Fausto (1992) afirma que essas levas migratórias mais recentes do Tupinambá não ocorreram tão somente como decorrência da colonização. Havia nesta sociedade um movimento messiânico que buscava a terra-sem-mal, “lugar de abundância, de ausência de

labuta, da imortalidade, mas sobretudo da guerra e do canibalismo” (Fausto 1992: 985). Esta terra poderia ser encontrada após a morte – individualmente –, ou ainda em vida – coletivamente – à oeste ou à leste, sendo que na busca desse paraíso, os indígenas eram conduzidos pelos pajés. A conquista europeia, dessa forma, serviu “como catalisador do discurso profético dos extensos movimentos migratórios” (Fausto 1992: 387). Pelas suas características guerreiras, os Tupinambá empreenderam a submissão ou expulsão de muitos outros grupos indígenas que habitavam as áreas por eles percorridas, mantendo também práticas comerciais com as etnias subjugadas (Porro 2007). Assim, essa sociedade beneficiou-se da estratificação social interétnica nesse processo migratório (Porro 1992). No que diz respeito ao local onde se assenta Belém, referenda-se a presença de diversos grupos indígenas na região (Meira Filho 1976), mas nomeadamente as grandes referências são aos Tupinambá.

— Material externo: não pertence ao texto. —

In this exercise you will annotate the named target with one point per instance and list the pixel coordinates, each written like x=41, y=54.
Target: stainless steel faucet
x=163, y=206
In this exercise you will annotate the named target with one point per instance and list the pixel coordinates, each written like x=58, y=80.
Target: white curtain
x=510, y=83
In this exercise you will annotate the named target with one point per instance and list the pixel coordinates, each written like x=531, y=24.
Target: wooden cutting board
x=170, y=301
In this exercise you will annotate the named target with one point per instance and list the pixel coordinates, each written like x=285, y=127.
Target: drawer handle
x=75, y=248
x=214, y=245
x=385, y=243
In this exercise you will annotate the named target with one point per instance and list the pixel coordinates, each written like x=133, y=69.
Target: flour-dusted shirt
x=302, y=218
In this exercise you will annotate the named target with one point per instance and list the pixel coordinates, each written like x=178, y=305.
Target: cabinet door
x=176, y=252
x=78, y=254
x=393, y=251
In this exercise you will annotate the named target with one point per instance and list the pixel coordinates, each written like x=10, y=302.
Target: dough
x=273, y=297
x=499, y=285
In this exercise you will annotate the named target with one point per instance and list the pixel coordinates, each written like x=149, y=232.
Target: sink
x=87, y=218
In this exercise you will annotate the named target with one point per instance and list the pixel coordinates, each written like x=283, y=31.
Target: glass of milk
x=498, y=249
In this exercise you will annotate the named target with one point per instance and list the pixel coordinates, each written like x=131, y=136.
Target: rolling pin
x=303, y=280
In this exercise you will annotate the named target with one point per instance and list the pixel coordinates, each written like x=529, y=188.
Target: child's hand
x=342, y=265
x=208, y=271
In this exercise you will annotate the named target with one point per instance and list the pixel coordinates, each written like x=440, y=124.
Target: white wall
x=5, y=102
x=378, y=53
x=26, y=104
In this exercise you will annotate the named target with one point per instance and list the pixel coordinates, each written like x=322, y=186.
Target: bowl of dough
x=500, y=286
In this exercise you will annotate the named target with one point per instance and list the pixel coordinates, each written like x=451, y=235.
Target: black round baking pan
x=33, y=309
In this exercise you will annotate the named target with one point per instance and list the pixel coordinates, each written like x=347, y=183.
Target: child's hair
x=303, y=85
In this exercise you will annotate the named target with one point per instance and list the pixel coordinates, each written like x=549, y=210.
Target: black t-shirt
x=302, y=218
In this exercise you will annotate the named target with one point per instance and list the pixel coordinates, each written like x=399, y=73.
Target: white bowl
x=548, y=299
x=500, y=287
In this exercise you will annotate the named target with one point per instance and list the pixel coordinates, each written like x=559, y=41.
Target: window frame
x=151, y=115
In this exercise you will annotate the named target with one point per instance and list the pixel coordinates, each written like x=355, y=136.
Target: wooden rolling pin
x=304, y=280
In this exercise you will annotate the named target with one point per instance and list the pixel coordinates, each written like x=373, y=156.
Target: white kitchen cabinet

Não se pode desconsiderar que os Tupinambá possuíam um grande domínio nesse espaço. Sua influência se estendia desde a área onde se localiza São Luis, no Maranhão, até – pelo menos – onde foi criada Belém (Meira Filho 1976; Lima 2006). Basta lembrar as revoltas indígenas ocorridas entre 1617 e 1619, desencadeadas desde a capital do Maranhão até o Grão-Pará (Coelho et al. 2006; Lima 2006). Em 1619, data da última revolta, Belém foi atacada por cerca de 10 mil indígenas liderados por Guaimiaba, guerreiro Tupinambá (Lima 2006). Mesmo que esses fatos tenham ocorrido no período histórico, eles são exemplificadores da articulação e poder Tupinambá nessa região, sendo que o número de guerreiros que atacam do Forte do Presépio mostra, mesmo que de forma não segura, a presença significativa de populações nativas nas proximidades do lugar onde se fundou Belém. Nesse sentido, essa área já era amplamente ocupada pelos Tupinambá, e provavelmente por outras etnias nos períodos anteriores. No que diz respeito ao período inicial da cidade, ainda no século XVII, é provável que as fronteiras Tupinambá tenham se confundido com a lógica territorialidade implementada pelos ibéricos, uma justaposição de limites e temporalidades que devem constar nesse tipo análise de longa duração (Crumley 1979).

Por volta do século XVIII as notas sobre os Tupinambá começam a decair. La Condamine (2000[1745]: 97-98) registrou que o domínio de “dois séculos” dessa “valente nação” se

restringiu, em 1745, a um pequeno aldeamento no rio Madeira. Após o ataque de 1619, esses índios foram incorporados ao processo colonial definitivamente, tendo sido aldeados nas missões próximas à Belém. O aldeamento, as epidemias e a miscigenação contribuíram para que nos fins desse século não se tivesse mais referências aos Tupinambá vivos (Coelho et al. 2006).